The search terms in the instant case were reasonably calculated to lead to responsive documents. After discussions with State Department officers familiar with and, in one case, responsible for records management, the defendant crafted a list of search terms reasonably designed to lead to the information requested. Although the defendant used different search terms for different databases, this discrepancy does not undermine the conclusion that the search was reasonable given that the search terms were used after consultation with employees familiar with the databases and were reasonably designed to yield responsive information. See, e.g., Am. Fed'n of Gov't Emps., Local 812 v. Broad. Bd. of Governors, 711 F.Supp.2d 139, 151 (D.D.C.2010) ("Plaintiffs' argument that the search was inadequate because different officials used different terms when searching their own files is also unpersuasive."); Judicial Watch, Inc. v.

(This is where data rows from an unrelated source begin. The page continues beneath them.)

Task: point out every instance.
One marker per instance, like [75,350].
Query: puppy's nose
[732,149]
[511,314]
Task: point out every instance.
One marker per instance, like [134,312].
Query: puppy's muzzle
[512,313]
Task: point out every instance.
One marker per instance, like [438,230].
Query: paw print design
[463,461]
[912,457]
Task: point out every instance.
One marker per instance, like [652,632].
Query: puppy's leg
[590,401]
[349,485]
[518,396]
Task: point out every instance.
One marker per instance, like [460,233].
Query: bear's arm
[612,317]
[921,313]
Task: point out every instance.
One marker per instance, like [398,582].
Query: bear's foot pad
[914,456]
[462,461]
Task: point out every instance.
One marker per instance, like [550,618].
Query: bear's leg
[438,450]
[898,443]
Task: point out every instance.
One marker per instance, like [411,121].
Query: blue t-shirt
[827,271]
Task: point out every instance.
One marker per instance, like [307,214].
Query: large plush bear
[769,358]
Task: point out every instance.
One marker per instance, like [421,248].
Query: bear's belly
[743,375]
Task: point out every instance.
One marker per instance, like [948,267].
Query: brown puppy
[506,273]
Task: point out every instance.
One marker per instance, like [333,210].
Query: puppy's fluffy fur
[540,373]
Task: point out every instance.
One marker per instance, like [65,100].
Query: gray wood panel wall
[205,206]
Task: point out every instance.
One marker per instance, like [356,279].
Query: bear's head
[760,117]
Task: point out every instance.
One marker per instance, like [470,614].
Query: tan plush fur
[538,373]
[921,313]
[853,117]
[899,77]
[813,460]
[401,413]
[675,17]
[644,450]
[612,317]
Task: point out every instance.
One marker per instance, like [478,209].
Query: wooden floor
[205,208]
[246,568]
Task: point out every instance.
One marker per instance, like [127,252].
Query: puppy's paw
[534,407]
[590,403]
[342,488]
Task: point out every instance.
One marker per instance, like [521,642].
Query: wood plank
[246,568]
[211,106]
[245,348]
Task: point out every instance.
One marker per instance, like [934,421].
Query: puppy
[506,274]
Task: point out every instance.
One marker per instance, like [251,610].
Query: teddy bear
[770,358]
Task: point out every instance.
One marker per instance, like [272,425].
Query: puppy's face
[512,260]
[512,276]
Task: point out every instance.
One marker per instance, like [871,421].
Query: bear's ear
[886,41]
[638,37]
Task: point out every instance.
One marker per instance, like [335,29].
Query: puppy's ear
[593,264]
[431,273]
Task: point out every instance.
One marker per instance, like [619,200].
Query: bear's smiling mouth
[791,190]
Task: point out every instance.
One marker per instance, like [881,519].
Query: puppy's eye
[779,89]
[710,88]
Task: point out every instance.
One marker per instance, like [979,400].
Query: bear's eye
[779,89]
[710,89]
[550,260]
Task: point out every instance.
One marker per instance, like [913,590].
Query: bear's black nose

U.S. Dep't of Hous. & Urban Dev., 20 F.Supp.3d 247, 254 (D.D.C.2014) ("Though some agencies may choose to search for responsive documents in a centralized fashion using consistent search terms and techniques across various departments, nothing in FOIA's text or the relevant case law requires an agency to do so."). The search terms concerned the relevant subject matter and were designed to uncover all responsive records. See Hackett Decl. at ¶ 13 ("The [Office of Legal Advisor] staff concluded that the aforementioned keywords were reasonably tailored to uncover all responsive records within the electronic records systems they were searching."); ¶ 16 ("The [Bureau of Western Hemisphere Affairs] staff concluded that the aforementioned keywords were reasonably tailored to uncover all responsive records within the electronic records systems they were searching."). These efforts amply demonstrate the adequacy of the search conducted here. This defendant's conclusion is entitled to "a presumption of good faith," which the plaintiff's "purely speculative claims about the existence and discoverability of other documents" has not overcome. See SafeCard Servs., 926 F.2d at 1200 (internal quotations omitted); Hodge v. FBI, 703 F.3d 575, 580 (D.C.Cir.2013). Where the agency's search terms are reasonable, the Court will not second guess the agency
In short, the Court is satisfied, based on the three detailed submissions by the defendant, that the defendant conducted an adequate search for responsive records, despite the fact that the search yielded no documents.
For the reasons stated, the Court concludes that "there is no genuine dispute as to any material fact," FED. R. CIV. P. 56(a), regarding the adequacy of the defendant's search for responsive records in response to the plaintiff's FOIA request. Accordingly, the defendant's motion for summary judgment is granted.
An appropriate Order accompanies this Memorandum Opinion.